その後自分は進ではなく弟の真であると説明すると、国玉の態度は冷ややかなものへと一変。

そして真に、自分がある契約で人間にしてもらった猫であること、“真実の愛”を手に入れればちゃんとした人間になれること、進との“ある約束”を果たすためにやってきたことを語る。その約束とは――なんと「結婚」すること。進は、猫である国玉と結婚の約束をしていたのだ。しかし進は別人と結婚してしまっている。
この時、真の脳裏にある物語が浮かんだ。魔女に人間にしてもらい、しかし意中の相手と結ばれずに泡となって消えてしまう「人魚姫」だ。真は国玉のことを思い、気がつくと「結婚しようオレが幸せにするから」と口走っていた。ここから2人は、同棲生活を送ることになる。

人間になりたての猫である国玉との生活は大変なものだった。最初は水も1人で飲めず、真はしばらくの間大学を休むこととなる。しかし一緒に暮らすうちに、真は国玉の自由奔放な愛らしさ、可愛らしい反応に惹かれていく。だがその一方で、国玉はなかなか進への思いを断ち切れずにいて――。
人間とも猫ともいえない姿の国玉相手に、真は「人間の食べ物は毒にならないか」「キャットフードはどうか」と手探り状態。しかし国玉は、自分は「ほとんど人間」だと主張し、キャットフードを拒否。でもその反面、猫用おやつの匂いに我慢できず飛びつこうとしたり、猫用おもちゃにじゃれつこうとしたりするなど、やはり本当は猫っぽい一面も。そんな人間と認められたい一心で猫としての本能と格闘する国玉がとにかく可愛い…!
そんな一見うまくいっている2人だが、国玉が寝言で名前を呼ぶのは「真さま」ではなく「進さま」。どうしても進のことが忘れられず、夢に出てくるのだ。

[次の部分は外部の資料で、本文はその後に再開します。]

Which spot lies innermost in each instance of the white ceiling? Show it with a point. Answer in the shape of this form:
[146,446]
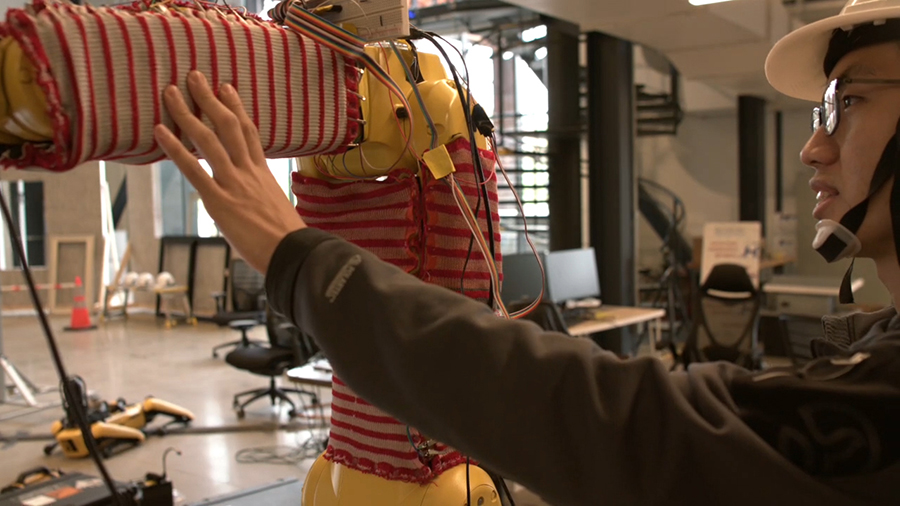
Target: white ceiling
[721,46]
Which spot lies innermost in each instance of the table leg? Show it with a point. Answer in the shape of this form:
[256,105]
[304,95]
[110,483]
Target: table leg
[657,336]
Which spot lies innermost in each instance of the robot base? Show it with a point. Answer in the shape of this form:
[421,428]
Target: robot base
[331,484]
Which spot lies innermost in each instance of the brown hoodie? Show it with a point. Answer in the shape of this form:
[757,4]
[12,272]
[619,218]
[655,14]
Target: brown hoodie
[576,424]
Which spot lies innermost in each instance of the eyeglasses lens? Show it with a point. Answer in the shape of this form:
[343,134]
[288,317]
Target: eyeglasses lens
[830,108]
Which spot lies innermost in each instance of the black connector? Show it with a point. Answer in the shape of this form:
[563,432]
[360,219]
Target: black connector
[482,121]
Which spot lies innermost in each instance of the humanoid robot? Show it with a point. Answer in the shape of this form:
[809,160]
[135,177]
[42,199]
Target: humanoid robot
[345,474]
[411,153]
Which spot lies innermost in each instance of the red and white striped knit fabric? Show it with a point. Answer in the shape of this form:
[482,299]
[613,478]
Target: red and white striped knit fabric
[103,71]
[388,217]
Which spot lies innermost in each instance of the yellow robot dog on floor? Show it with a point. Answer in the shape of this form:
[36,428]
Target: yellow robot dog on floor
[113,425]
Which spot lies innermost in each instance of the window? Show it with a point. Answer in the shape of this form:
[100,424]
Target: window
[26,203]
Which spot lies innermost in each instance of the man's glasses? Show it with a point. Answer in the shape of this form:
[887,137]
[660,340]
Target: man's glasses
[828,113]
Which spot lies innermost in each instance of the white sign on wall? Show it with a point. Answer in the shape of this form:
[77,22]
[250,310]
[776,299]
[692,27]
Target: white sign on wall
[732,243]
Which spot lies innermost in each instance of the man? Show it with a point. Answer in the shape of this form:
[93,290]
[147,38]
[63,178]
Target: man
[563,417]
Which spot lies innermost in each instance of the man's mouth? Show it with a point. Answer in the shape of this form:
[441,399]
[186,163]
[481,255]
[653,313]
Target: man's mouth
[824,195]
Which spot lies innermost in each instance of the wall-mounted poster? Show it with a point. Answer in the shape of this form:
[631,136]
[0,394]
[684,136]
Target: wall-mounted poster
[738,242]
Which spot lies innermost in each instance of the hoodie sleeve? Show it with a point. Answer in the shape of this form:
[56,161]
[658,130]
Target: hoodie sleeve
[561,416]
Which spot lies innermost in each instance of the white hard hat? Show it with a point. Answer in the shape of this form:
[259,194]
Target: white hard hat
[164,279]
[129,279]
[795,65]
[146,280]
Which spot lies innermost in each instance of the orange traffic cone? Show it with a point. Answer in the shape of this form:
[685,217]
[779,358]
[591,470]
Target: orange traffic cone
[81,319]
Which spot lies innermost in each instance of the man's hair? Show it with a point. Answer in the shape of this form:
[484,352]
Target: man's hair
[843,42]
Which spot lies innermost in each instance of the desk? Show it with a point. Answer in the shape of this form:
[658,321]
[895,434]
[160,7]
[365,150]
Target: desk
[613,317]
[810,286]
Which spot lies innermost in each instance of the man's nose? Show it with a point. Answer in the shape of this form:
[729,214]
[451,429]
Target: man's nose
[820,150]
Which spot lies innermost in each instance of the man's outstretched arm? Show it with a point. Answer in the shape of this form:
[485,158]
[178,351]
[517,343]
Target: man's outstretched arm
[558,414]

それでも真の思いは嬉しいようで、国玉の心は少しずつ揺り動かされていく。自分を救ってくれた進への思いと、今ある真の思い。国玉はこれから、真の結婚相手として“真実の愛”を手に入れることができるのか。それとも進のことが忘れられないのか…。そしてもし真実の愛が手に入らなかったら、国玉はどうなってしまうのだろうか…。
また、自分が人間ではないというコンプレックスを抱える国玉は、真の些細な言動に不安を覚えずにはいられない。なぜ自分と結婚したのか、興味本位や同情ではないのか、自分なんかが愛されることがあるのか、と、ことあるごとに不安定な心を覗かせるのだ。普段の無邪気な国玉と陰りのある国玉のギャップに、見ているこちらまで庇護欲をそそられる。
また、真が暮らすマンションの隣人2人も個性派で、こことの関係も目が離せない。真に思いを寄せている黒川百恵の国玉への不信感や嫉妬、猫が好きでたまらないのにペット禁止である現状を必死で我慢している樹本美彦の国玉への異常な関心など、思わぬところに危険がいっぱい…!

2人の関係は、2人を取り巻く環境は、国玉自身は、これからどうなっていくのか。『愛しの国玉』の今後の展開に注目!